You are the victim unless you are mega rich. Seriously, the Wall Street scum that invent fraudulent derivatives and Credit Default Swaps. That put their CEOs into offices inside of our government to water down regulations and push through lobbyist to get their companies advantages over consumers. Scummy loan offices that gave mortgages to people who couldn't afford them. Than those hedge fund managers who bundled those junk loans up and traded them. Yet, you sit and allow the Republicans to give you the sob story that by taxing the rich we are redistributing their wealth. While we can't even pay our bills. Don't give me the lie that Obama put us in this position. Did he invent SS, Medicaid, or how about Medicare? Did Obama manipulate and lie about intelligence to get us in IRaq? (watch the movie FAir Game if you don't know about this). Is Obama a CEO of a company can he hire anyone? How are the rich doing? Now lets compare that to the nation. If you are rich go sit on your money and enjoy life. I'm pretty sure that you are old so thanks for bankrupting my generation. And I hope they cut your social security check off first.
Rants like this, especially when you know nothing about your target, completely undermines you credibility. I lost my job due to the recession 3 years ago, and lost a mid-6-figure income in the process. I have now taken a job that amounts to a 35% paycut or so, after close to 2 years uemployed during which we lost our house to a short sale and had one vehicle repossessed and sold another at a loss just so we didn't have the payment any more. We have been living paycheck to paycheck for 3 years now and our savings and retirement are gone. But I refuse to be the victim. It is an attitude as much as anything else.
The "rich" you mentioned are a very small part of the complete compelement of people in this country that could be called "rich", yet you group them all together. Of course we can always say that I sure wish those rich people weren't rich or that they were forced to share their wealth. Of course, stifle it enough and then we wouldn't have Walmart (single largest employer in the country), or any of the other mega-companies that provide jobs. Jobs are not made out of thin air, no matter what political pundit you choose to listen to might say. They come from the work of others, building companies that last and are big enough to offer employment. It drives our standard of living. I agree 100% with your assessment of the Wall Street issues. That bailout was a farce of epic proportions. And for those few individuals they should have reaped what they sowed. But that does not mean that everyone who is a millionaire has some hidden agenda to rape pillage and plunder all us good old "regular" folks, who of course have no faults, always tell the truth, and have never lied or cheated on anything in our lives, not like those no-good, dirty rotten yellow-bellied varmint "rich folk".

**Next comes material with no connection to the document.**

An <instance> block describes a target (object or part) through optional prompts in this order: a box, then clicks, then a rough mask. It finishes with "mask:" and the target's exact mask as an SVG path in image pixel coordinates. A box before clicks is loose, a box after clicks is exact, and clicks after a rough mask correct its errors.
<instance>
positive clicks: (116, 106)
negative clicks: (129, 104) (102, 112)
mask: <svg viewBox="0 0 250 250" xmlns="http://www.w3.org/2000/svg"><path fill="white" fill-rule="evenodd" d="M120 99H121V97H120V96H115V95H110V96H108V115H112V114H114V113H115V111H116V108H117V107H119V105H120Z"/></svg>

Go check out how well Russia is doing after they finally dropped communism or go look at the 3rd world environment most chinese live in, in the strongest economy in the world...and remember, they do not really have the "super rich" like we do, their political environment would not tolerate it. Russia does now, but their economy is highly stifled, largely because it wasn't built on any lasting foundation. No this does not mean that an economy must have super-rich individuals to survive, but it does mean that an economy that will drive a high standard of living has enough freedom that those with enough ingenuity who are willing to put in the work can get rewarded at as high a level as they can achieve.
Without eliminating high earners, you will really never close the gap between "rich" and "poor", not without a wholesale change to the socio/political/economic structure America operates under. So my hyperbolic retort in my previous post is accurate, in a way.
Think about this. Do what it takes to drive the super-rich to not be super-rich any more, or to take much larger chunks of their income for "closing the gap" and how long is it until they move out of the country or otherwise work their incomes so they stop paying taxes altogether. You do realize the "super-rich" pay the vast lion's share of the tax dollars collected, right? Could we really afford to take the 65% of the total tax dollars they pay (depending on the income level at which you choose to draw the line) and distribute that load among the middle-class and poor, who right now pay about 35% of the total taxes collected?
Remember, fair and equitable is in the eye of the beholder. If you work harder than someone else and make the right connections and the right moves and build up some wealth, how is it equitable to cut that down to give it to the guy who decides welfare is enough for him and refuses to go find a job (yeah that is anecdotal, but I met more than a few of them while I was unemployed, and a decade and a half ago this was an epidemic-level problem in England, so don't think it means that doesn't happen).
This is a far bigger issue than simply "ugh...rich man bad...poor man good...ugh...give money to poor man, make rich man not so rich...everyone happy".
But I don't want to draw you into any discussion that may make you rethink your pat party-line rhetoric. Who wants intelligent discourse when we can just scream slogans that we don't really understand louder than the other guy?
By the way, I never mentioned Obama. You created that straw man out of your imagination somehow. This just shows how badly you want to rail against "the bad guys" and will equate anyone who disagrees with you to those bad guys. Pretty much party-line SOP.
Now let's see if you notice that I never mentioned a politcal party either.